En jazz, les trios sont légion. Des classiques Corea/Mc Bride/Blade aux plus récents mais non moins brillants Moran/Mateen/Waits, c’est une antienne vieille comme le jazz lui-même. Une formation éprouvée, détournée, abordée de mille et une façons sans jamais s’être épuisée. Comment alors exister dans cette jungle de contrebasses, de pianos et de batteries ? Pendant un peu plus de 90 minutes, le trio de Lorenzo Naccarato nous l’a conté.
Évidemment, il faut d’abord trois talents rares, remarquables, que ce soit dans la maîtrise des instruments ou dans la composition. Et bien évidemment, Lorenzo Naccarato, Adrien Rodriguez et Benjamin Naud sont de cette trempe-là. Mais ils sont à mille lieues de se contenter de cela. La structure et le déroulement des morceaux n’est absolument pas celle d’un trio classique dans lequel les instrumentistes effectuent chacun leur tour un solo. Ici, les trois compères jouent ensemble. Quelques solos sont bien présents, bien entendu, mais la majeure partie de la musique est complètement partagée, et sa richesse est telle qu’elle ne souffre pas d’un besoin continuel de solo. On sort de notre zone de confort, et on en sort d’autant plus que cette musique est faite de nombreuses ruptures, de changements de rythmes soudains et toujours bienvenus.
J’ai pour habitude d’anticiper les quelques notes à venir, et à me régaler à les entendre quelques instants. Ce soir, j’ai adoré avoir tort, très souvent. À imaginer une suite qui n’était que rarement celle que le trio décidait finalement de jouer. À me délecter des arrêts brusques et des redémarrages immédiats. J’étais tellement pris dans ces mouvements brillamment saccadés que je me suis retrouvé stupéfait d’apprendre que 75 minutes de concert s’étaient déjà écoulées. Il faut dire que j’essayais tant bien que mal de capter toutes les arcanes déployées par les trois habiles éblouissants. Il est rare de voir un contrebassiste de jazz autant utiliser son archet. Adrien Rodriguez en fait une utilisation brillante, a apporté une profondeur à son instrument que l’on ne voit que très rarement, voire jamais. Lorenzo Naccarato et Benjamin Naud ajoutent de nombreux détails, de percussions, de sons. Des détails simples, mais qui, mis bout à bout, achèvent un édifice musical déjà magistral.
Vous l’aurez compris, ces trois instrumentistes sont géniaux, éclairés. Mais ce qui m’a d’autant plus fait vibrer ce soir, c’est la lèvre que se mordait le pianiste en jouant tout en regardant les autres. Ce sont les sourcils froncés de bonheur du contrebassiste qui passent un merveilleux moment. C’est la communion totale et profonde entre les musiciens, leur respect mutuel et leur bonheur de partager ces instants.

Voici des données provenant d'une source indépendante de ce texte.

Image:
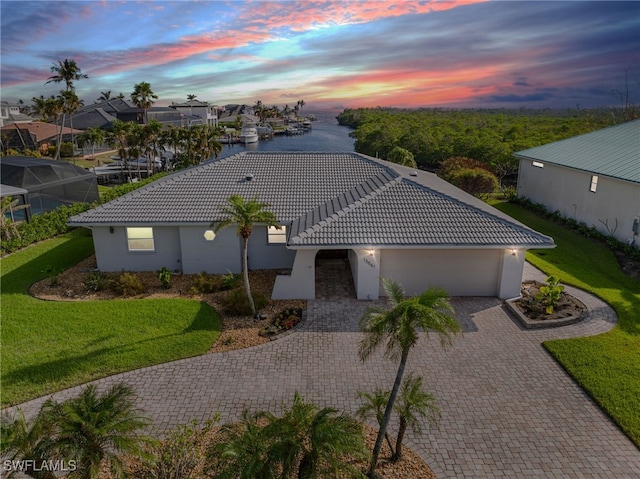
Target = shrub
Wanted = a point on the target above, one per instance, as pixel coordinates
(179, 455)
(230, 281)
(237, 303)
(550, 293)
(96, 281)
(128, 284)
(164, 275)
(205, 283)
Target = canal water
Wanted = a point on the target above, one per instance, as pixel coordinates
(325, 135)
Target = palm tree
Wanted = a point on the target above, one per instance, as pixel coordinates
(412, 405)
(143, 97)
(151, 135)
(398, 326)
(71, 103)
(190, 98)
(243, 451)
(94, 429)
(66, 71)
(312, 442)
(245, 214)
(306, 442)
(375, 403)
(93, 136)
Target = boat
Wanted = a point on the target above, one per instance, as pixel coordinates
(249, 134)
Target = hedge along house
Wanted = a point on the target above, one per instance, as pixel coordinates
(388, 220)
(593, 178)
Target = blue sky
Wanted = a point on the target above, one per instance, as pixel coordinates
(331, 54)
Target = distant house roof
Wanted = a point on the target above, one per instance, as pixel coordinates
(189, 103)
(613, 151)
(42, 131)
(99, 114)
(328, 199)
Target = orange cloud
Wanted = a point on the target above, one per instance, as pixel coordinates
(407, 88)
(301, 16)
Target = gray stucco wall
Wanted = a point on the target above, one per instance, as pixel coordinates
(185, 248)
(567, 190)
(112, 252)
(263, 255)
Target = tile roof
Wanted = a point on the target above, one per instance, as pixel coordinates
(328, 198)
(613, 151)
(404, 213)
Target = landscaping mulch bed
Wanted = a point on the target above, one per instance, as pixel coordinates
(237, 331)
(410, 467)
(568, 306)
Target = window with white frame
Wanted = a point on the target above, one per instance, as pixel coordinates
(140, 239)
(277, 236)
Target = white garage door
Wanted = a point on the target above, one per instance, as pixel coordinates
(460, 272)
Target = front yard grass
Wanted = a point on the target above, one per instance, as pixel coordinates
(48, 346)
(607, 366)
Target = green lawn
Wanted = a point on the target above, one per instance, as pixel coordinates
(607, 366)
(48, 346)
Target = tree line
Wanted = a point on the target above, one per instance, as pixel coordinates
(487, 136)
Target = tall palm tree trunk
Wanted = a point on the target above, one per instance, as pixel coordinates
(245, 273)
(59, 145)
(387, 415)
(397, 455)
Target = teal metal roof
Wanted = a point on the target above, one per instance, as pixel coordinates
(613, 151)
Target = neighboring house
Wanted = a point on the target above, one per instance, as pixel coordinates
(592, 178)
(162, 114)
(47, 183)
(99, 114)
(198, 112)
(388, 220)
(34, 135)
(10, 113)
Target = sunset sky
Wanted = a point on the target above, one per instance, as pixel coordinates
(331, 54)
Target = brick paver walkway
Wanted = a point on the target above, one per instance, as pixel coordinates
(508, 409)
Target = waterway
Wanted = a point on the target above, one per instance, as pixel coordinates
(325, 135)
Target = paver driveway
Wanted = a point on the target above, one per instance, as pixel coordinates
(508, 409)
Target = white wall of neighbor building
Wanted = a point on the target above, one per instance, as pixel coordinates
(112, 252)
(460, 272)
(568, 191)
(301, 283)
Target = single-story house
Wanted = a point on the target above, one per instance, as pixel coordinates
(35, 135)
(593, 178)
(47, 183)
(388, 220)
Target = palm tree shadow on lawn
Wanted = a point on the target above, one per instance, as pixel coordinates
(63, 372)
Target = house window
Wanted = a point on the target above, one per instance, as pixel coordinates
(277, 236)
(140, 239)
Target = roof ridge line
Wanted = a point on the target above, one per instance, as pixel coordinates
(353, 205)
(513, 223)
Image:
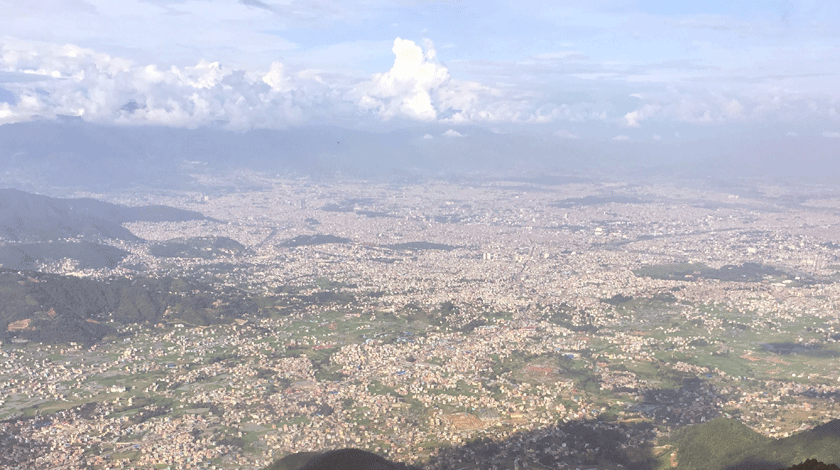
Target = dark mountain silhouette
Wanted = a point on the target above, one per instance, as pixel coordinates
(50, 308)
(728, 444)
(32, 217)
(719, 444)
(25, 256)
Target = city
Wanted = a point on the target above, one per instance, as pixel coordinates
(430, 322)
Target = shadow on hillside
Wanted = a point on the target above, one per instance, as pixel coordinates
(757, 465)
(574, 444)
(571, 444)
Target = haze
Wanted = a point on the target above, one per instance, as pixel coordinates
(743, 88)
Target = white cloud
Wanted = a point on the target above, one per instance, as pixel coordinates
(564, 134)
(734, 108)
(406, 89)
(634, 118)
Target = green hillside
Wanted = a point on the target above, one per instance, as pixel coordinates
(728, 444)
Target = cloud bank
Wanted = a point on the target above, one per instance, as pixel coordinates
(73, 81)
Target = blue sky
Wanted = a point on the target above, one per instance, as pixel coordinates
(621, 70)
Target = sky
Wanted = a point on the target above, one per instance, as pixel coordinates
(613, 70)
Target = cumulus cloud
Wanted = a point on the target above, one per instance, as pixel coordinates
(564, 134)
(634, 118)
(407, 89)
(419, 87)
(71, 80)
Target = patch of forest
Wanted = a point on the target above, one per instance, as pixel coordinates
(51, 308)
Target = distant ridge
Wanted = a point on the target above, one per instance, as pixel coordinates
(727, 444)
(340, 459)
(32, 217)
(719, 444)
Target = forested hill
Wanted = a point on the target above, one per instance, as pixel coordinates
(36, 218)
(719, 444)
(51, 308)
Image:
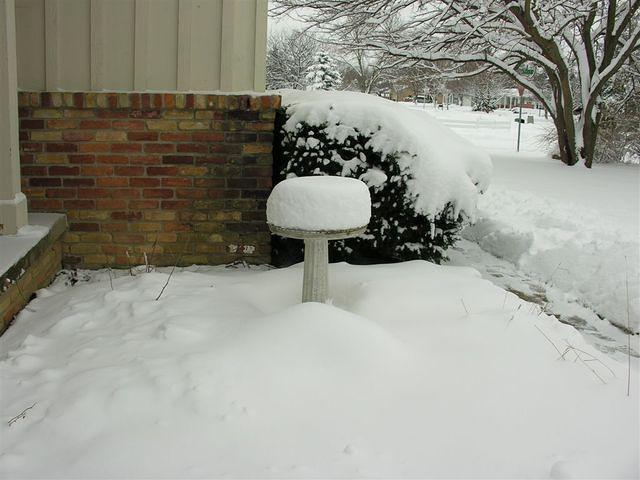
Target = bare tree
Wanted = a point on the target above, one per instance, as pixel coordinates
(289, 56)
(579, 45)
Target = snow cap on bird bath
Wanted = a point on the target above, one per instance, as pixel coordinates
(317, 209)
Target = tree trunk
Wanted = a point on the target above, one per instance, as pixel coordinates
(589, 139)
(566, 132)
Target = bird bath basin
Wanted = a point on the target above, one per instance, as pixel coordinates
(318, 209)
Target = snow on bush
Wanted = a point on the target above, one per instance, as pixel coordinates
(323, 74)
(317, 203)
(424, 179)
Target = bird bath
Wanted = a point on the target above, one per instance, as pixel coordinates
(318, 209)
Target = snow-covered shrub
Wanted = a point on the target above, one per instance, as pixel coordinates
(423, 179)
(323, 74)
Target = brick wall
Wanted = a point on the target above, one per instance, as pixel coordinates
(181, 177)
(34, 270)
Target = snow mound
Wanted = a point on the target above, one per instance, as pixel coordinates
(446, 168)
(413, 368)
(319, 203)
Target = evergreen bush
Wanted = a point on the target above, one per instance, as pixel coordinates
(396, 232)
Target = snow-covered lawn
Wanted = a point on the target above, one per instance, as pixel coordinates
(415, 370)
(570, 227)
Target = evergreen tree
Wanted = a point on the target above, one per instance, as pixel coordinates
(323, 74)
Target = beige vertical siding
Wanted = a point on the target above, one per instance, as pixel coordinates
(141, 44)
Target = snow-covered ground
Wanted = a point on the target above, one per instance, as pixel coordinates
(414, 370)
(575, 229)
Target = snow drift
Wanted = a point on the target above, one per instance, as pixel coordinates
(446, 168)
(415, 370)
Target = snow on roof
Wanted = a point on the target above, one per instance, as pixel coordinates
(445, 167)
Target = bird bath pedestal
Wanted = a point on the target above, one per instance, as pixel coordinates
(318, 209)
(315, 282)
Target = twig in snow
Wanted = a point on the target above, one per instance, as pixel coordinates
(626, 276)
(170, 274)
(21, 415)
(579, 356)
(549, 340)
(465, 307)
(129, 262)
(512, 316)
(110, 277)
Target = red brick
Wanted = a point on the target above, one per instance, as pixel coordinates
(79, 204)
(175, 137)
(113, 227)
(177, 160)
(95, 124)
(144, 204)
(177, 182)
(31, 147)
(145, 114)
(209, 182)
(126, 215)
(78, 100)
(126, 147)
(128, 239)
(31, 124)
(84, 159)
(144, 182)
(257, 172)
(129, 171)
(45, 182)
(159, 147)
(96, 171)
(208, 137)
(191, 193)
(112, 159)
(46, 205)
(142, 136)
(157, 193)
(61, 193)
(74, 136)
(210, 160)
(163, 171)
(125, 192)
(193, 148)
(63, 170)
(78, 182)
(62, 124)
(93, 147)
(93, 192)
(84, 227)
(113, 114)
(112, 182)
(61, 147)
(28, 170)
(144, 160)
(176, 204)
(128, 124)
(111, 204)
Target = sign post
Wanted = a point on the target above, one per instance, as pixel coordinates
(521, 92)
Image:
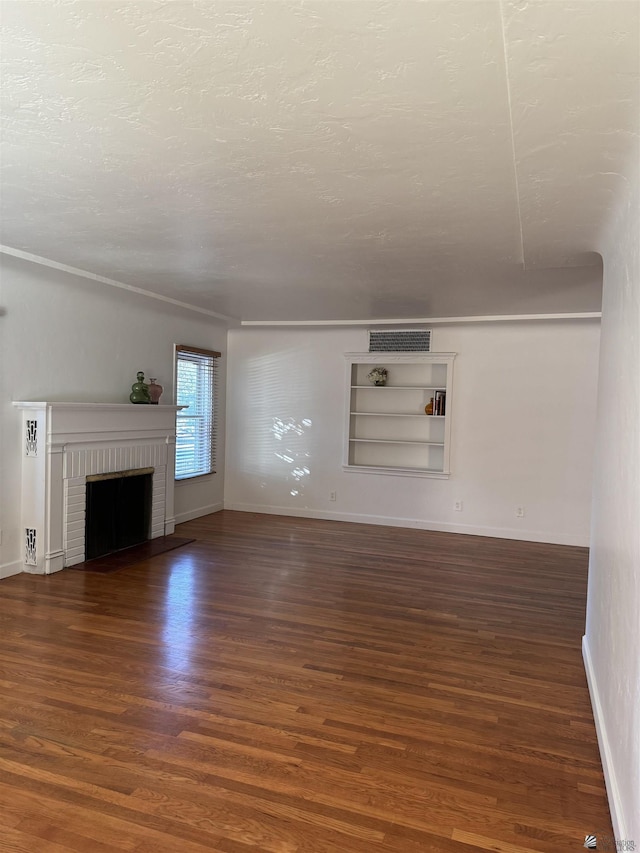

Et lorsque Lorenzo Naccarato remercie le plus simplement et le plus humblement possible tous les acteurs qui ont permis à cet hapax d’exister, lorsqu’il invite Kicca, la chanteuse italienne qui se produisait à l’Ambassade juste après lui, ce n’est en aucun cas une surprise. Car l’homme semble être exactement à l’image du musicien simple et généreux que l’on vient d’écouter, et cela change tout. Un trio à l’art précieux.
Kicca avait donc pu s’échauffer le temps d’une chanson au Théâtre de L’Union, et était donc prête à embraser l’Ambassade. Et elle ne s’en est pas privée. Des compositions enjouées et dynamiques, un trio de musiciens expérimentés et une Kicca qui chante son amour de la musique et du lien qu’elle crée ont avalé tout cru le public du club qui aura eu bien du mal à se retenir de danser. Une prestation fiévreuse pour achever une soirée merveilleuse.